Adding a second Momentum 94.7 Cycle Challenge title to her Pick n Pay Cape Argus Cycle Tour win would be the cherry on top of an already successful season for Cherise Taylor of Team USN.
The defending champion, who started her run with the elite time-trial title in Port Elizabeth in February, has her sights sets on taking South Africa’s second biggest national classic on November 20 to add to her pair of Argus titles.
“It’s always been my dream to win a national title, the Argus and the 94.7 in one season. It’s quite a difficult task to be on form for all three, so we’ll see.”
Taylor, who won last year’s race in a sprint, is looking forward to having the support of teammates such as national road champion Marissa van der Merwe and SA marathon mountain bike champion Karien van Jaarsveld.
“Last year I rode on my own, so I didn’t think I had a good chance of winning, which just took all the stress off me.”
The classics rider said last year’s strategy had been to focus on both the queen of the mountains and sprint primes “. . . in case my legs gave in, then I’d have something to show for it.”
This year however the pressure will be on the reigning champ to perform, but the 22-year-old remains unfazed.
“It’s not always about winning. If I can go to the finish and say I’ve given everything and done all I could, then that’s a successful day.

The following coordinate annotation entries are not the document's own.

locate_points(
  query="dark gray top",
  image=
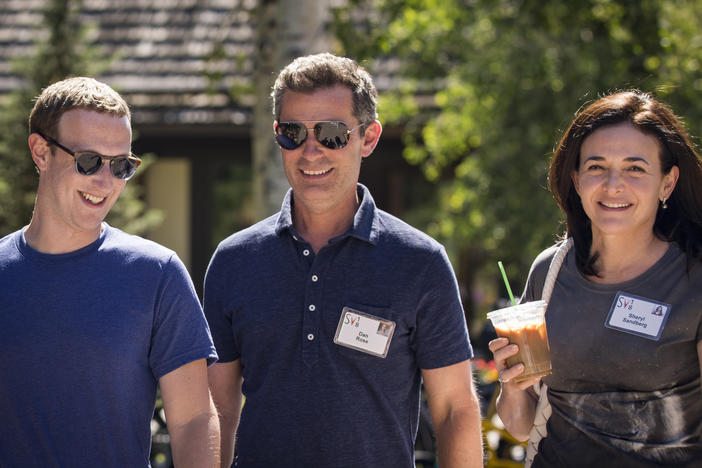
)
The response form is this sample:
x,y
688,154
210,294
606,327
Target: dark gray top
x,y
620,399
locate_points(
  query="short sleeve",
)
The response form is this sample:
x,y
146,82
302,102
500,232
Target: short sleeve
x,y
219,315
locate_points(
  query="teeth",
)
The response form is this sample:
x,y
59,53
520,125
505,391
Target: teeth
x,y
615,205
92,198
315,172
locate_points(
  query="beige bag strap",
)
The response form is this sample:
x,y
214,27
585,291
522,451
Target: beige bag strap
x,y
543,407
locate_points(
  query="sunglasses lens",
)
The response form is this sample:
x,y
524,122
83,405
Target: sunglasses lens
x,y
333,135
122,168
88,163
290,135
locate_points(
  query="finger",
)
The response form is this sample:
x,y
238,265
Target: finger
x,y
497,343
506,375
503,353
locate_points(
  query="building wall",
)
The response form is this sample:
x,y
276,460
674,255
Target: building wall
x,y
168,189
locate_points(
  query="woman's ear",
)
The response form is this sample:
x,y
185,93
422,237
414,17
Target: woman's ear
x,y
669,182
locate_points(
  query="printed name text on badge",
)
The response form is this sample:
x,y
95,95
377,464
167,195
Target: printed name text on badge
x,y
364,332
638,315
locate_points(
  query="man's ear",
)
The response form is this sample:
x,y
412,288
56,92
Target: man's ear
x,y
371,137
40,151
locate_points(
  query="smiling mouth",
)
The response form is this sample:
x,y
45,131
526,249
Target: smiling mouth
x,y
92,198
615,205
315,173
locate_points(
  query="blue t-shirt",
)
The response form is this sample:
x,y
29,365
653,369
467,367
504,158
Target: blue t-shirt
x,y
275,305
84,338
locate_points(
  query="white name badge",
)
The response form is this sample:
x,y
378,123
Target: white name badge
x,y
638,315
364,332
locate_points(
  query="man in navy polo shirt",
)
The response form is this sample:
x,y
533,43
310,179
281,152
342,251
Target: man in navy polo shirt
x,y
327,315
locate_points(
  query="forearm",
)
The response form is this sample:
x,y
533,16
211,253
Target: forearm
x,y
196,444
228,426
516,409
459,438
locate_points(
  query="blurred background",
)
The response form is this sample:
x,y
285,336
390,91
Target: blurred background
x,y
474,95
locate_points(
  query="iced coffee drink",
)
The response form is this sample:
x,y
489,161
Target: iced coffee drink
x,y
525,326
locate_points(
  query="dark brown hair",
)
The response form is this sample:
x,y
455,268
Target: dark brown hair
x,y
312,72
681,222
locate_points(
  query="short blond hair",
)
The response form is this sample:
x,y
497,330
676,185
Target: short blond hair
x,y
74,93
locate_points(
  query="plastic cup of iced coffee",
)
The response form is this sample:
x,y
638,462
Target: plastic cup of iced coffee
x,y
525,325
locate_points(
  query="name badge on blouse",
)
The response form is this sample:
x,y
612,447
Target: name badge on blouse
x,y
638,315
364,332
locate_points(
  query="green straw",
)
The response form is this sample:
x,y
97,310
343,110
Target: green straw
x,y
504,277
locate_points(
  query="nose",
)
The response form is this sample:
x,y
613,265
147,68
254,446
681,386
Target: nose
x,y
311,148
614,181
103,176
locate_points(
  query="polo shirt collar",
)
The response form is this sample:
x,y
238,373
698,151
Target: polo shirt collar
x,y
365,222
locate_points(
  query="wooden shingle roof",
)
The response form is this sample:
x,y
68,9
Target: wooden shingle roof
x,y
176,61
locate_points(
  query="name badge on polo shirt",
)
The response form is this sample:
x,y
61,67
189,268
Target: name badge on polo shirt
x,y
638,315
364,332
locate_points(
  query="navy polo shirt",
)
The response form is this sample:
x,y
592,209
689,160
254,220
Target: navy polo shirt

“There’s nothing worse than ending off the race and feeling like you still had something left in the tank.”
Taylor said she enjoyed the route because it offered a little bit of everything.
“It’s an all-rounder’s course and therefore anything can happen. We’ve seen breaks go and we’ve seen bunch sprints.”
She said the four hotspots on the route made the racing very aggressive, as there was always something to work for.
“I’m hoping that the girls will pick up the pace. We’ve been accused of having tea parties on the road before, but the last few races have just been attack, attack, attack.
“The biggest difference for us is that in the Argus we race with the men, whereas in the 94.7 we race on our own.”
Tactically, she said, this made it difficult for smaller outfits like hers to compete against the larger teams. “But we do have the strength and we’ve proved that we can do it.”
The Port Shepstone-based cyclist said her biggest challenger would be Ashleigh Moolman-Pasio of Biogen Toyota, who has shown good form on the European racing circuit.
“I’m sure she’s got something to prove and would want to end her season off with a South African win.”
Taylor herself has had good international results, placing eighth in a stage at the Giro d’Italia Femminile and fifth in the third stage of the Tour of Holland.
“Internationally speaking, next year’s Olympics is big for us and I don’t think we’ve reached our potential yet.”
To this end, she has enlisted the help of Dr Jeroen Swart at the Sports Science Institute of SA.
“I’ve never really looked into the scientific aspects of cycling. If I want to go to the Olympics and get a good result there, I really need to start focusing on that.”
In order to increase her qualifying chances, Taylor will be taking part in the African Continental Championships in Eritrea later this month.
“I’m only getting back three days before the 94.7, so that’s obviously going to be factor on race day. But there are a lot of UCI points at stake, so it’s something I can’t afford to skip.”
Taylor said she was really looking forward to riding through the deserted streets of Johannesburg.
“Riding on the highway with full road closure is phenomenal. I think the traffic department and race organisers do an incredible job.”
Her fiancé, former U/23 world cross-country mountain bike champion Burry Stander, will once again be supporting her from the team car.
“We actually had an argument on the route last year,” laughed Taylor, “but he’s an amazing mentor and always helps me, especially at this time of year when you do get tired.”
The petite champ said she had come a long way with the race, having first ridden it as an eight-year-old, and intended to take a balanced approach on the day.
“I always try to look at the people on the side of the road and remember to wave back and have fun along the route.”